Now 47, with an eight-year-old girl and a four-and-a-half year old boy, I often find myself wishing I’d had children earlier – when I was younger, fitter and knew who sang what in the top 40.

It’s not just because back then my hair was thicker, my waist thinner and I sported just the one chin, it’s also down to the fact that when you’re in your 20s and early 30s, your patience and energy are at an all-time high.

Lord knows, when you’re in your late 40s, you consider yourself focused if you manage to read the instructions on a microwave meal.

According to the Office for National Statistics, women over 35 have the fastest-growing birthrates and the number of women having babies in their 40s has nearly doubled in 10 years. So I’m not alone, even though most of my friends were already sprogged up by the time I was in my early 30s.

I hadn’t met the right guy, and that burning, urgent desire to have kids  didn’t begin to consume me until I was 35.

By the time our baby girl was born, I was 38 – officially an elderly primigravida, an older first-time or geriatric (steady!) mother. Though I prefer the lesser-known Latin-glish term, later mater.

Fast forward three years and, at 41, I find myself pregnant again. By the time my son is born, I will be 42 – the same age as the grandmother of one of the friends my son will make in reception class.

Like all parents of small children, I’m always tired. Tired and emotional. Which is another thing about having kids later on – you’re so hyper-aware of life, its soaring highs and crushing lows, its kindnesses and its cruelties, that you cry at anything and everything: saying goodbye at the school gates, car insurance ads. I was once even reduced to torrents of tears at a particularly poignant episode of Come Dine With Me.

Because being a mother, being in charge of these young lives, with all their potential, their beauty, their innocence and their sweetness is sometimes – a lot of the time – just too much to bear.

Yet still, in the thick of the bickering, the shouting, the whining and the wailing (I really must stop that), I do tend to forget just how much I wanted the whole family thing and how much I absolutely love it.

Yes, occasionally (and by occasionally, I mean almost constantly) I hanker after the good old days, before kids, when I earned a decent salary and had only myself to spend it on. When I could go out every night of the week and all it took to bounce back was two Beroccas and a Sausage and Egg McMuffin. Now I’m relieved if a night out doesn’t send my system into shock with the guilt of it all – having fun? With other adults? How very dare I.

On the plus side, though, as an older mother you’ve been around the block often enough to have seen a bit of the world, experienced a plethora of different people and gained a solid grounding in getting along with others, and know that all relationships have their ups and downs.

Indeed, as you get older, you inadvertently wind up with some wisdom and insight – and what better role model for a child awkwardly navigating the choppy waters of friendship? You’ve been charting them for decades, so it’s a doddle to teach your daughter how to let it go if her best friend has filled her Frozen sticker book faster – even if secretly you’re seething with jealousy on her behalf.
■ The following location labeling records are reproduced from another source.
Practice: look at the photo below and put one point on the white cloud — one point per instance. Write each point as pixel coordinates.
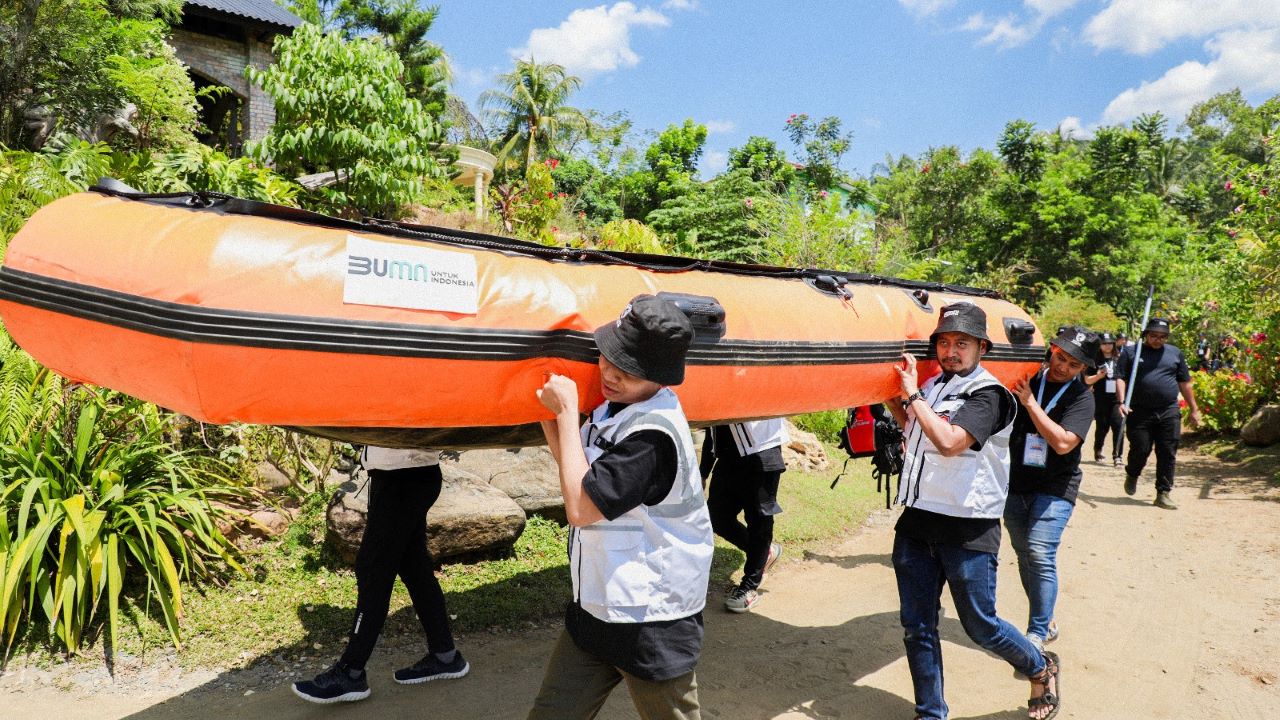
(713, 163)
(1014, 30)
(592, 40)
(1146, 26)
(1248, 59)
(1070, 128)
(926, 8)
(1050, 8)
(1008, 32)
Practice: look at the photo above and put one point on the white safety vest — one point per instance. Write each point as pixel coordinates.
(755, 436)
(970, 484)
(653, 563)
(396, 459)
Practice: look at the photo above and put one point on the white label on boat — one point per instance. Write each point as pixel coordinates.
(401, 276)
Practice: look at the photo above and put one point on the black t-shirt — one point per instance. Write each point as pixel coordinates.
(639, 469)
(720, 446)
(1159, 374)
(987, 411)
(1061, 473)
Parenting is so often a case of do as I say, not as I do, after all.

That brings me to one of the best bits about being an older mother: while you’re busy banging your bunions on Duplo blocks and slipping discs skidding on rogue Rice Krispies, somehow you stumble upon your long-lost sense of humour. And, despite the fact that giggling plays havoc with a weak bladder, that’s a good thing because you’re forced to not take yourself quite so seriously. Which is handy, really, because your kids never did and probably never will.

So I say who cares if you can’t read the school newsletter without peering through your pince-nez? And so what if you can’t recall whether it’s Justin Timberlake, Bieber or that guy on Gigglebiz who’s bringing sexy back? I’m glad I had kids when I did – blessed and over the moon I had any at all.